To our knowledge, this study represents the inaugural MR analysis investigating immune cells as mediators in the causal pathway between TB and LC. This work exhibits several strengths. Initially, GWAS data from European populations were employed to conduct causal analyses between TB and LC. Subsequently, these findings were corroborated and validated using population data from East Asian. Importantly, there is no potential overlap between the populations from these two regions, ensuring the independence of the samples. Moreover, we employed various complementary MR techniques to explore the causal links between TB, 731 immunophenotypes, and LC risk, thereby reducing the potential for residual confounding. Additionally, we conducted extensive sensitivity analyses to affirm the robustness of our conclusions.

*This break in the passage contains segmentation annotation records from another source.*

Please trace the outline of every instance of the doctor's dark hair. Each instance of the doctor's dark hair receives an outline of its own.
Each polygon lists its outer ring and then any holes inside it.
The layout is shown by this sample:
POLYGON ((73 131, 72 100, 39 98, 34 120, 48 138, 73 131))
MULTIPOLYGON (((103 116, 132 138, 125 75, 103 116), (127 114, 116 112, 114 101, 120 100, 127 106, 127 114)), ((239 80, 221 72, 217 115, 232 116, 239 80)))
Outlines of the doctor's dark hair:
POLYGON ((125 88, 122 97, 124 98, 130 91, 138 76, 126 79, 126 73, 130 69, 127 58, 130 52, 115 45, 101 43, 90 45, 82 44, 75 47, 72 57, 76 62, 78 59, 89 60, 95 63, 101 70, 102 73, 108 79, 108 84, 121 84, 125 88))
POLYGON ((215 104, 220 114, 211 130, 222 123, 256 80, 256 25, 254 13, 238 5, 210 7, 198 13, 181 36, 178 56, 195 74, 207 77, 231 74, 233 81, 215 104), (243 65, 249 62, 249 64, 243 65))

This study has certain limitations. Firstly, our study focuses on the primary immune factors implicated in the pathogenesis of TB and LC, yet the detailed mechanisms of interaction remain to be elucidated. Our findings offer initial insights, which necessitate further validation through comprehensive in vivo and in vitro experiments at the cellular and molecular levels. Such investigations are essential to validate our initial findings and to potentially reveal therapeutic targets. Secondly, it is worthy to consider additional risk factors such as smoking habits, chronic lung diseases, and occupational exposures. These factors can significantly impact the development and progression of TB and LC, and their inclusion could provide a more comprehensive understanding of the etiology of diseases. Lastly, the MR results may be influenced by the heterogeneity of SNPs, introducing potential biases. Future research should aim to address these limitations by incorporating a more diverse array of genetic data and considering multi-factorial risk assessments to enhance the applicability of the findings.
Conclusion
In conclusion, our extensive MR analysis determined that TB exerts a causal influence on LC, with no evidence of a reverse causal relationship. Based on these findings, we have identified an immune cell phenotype that may function as a mediator. This study provides novel evidence supporting a potential causal connection between TB and LC, highlighting immune factors as likely mediators. However, further corroboration of these results is necessary through additional extensive clinical investigations.
Data Availability
All data produced in the present study are available upon reasonable request to the authors.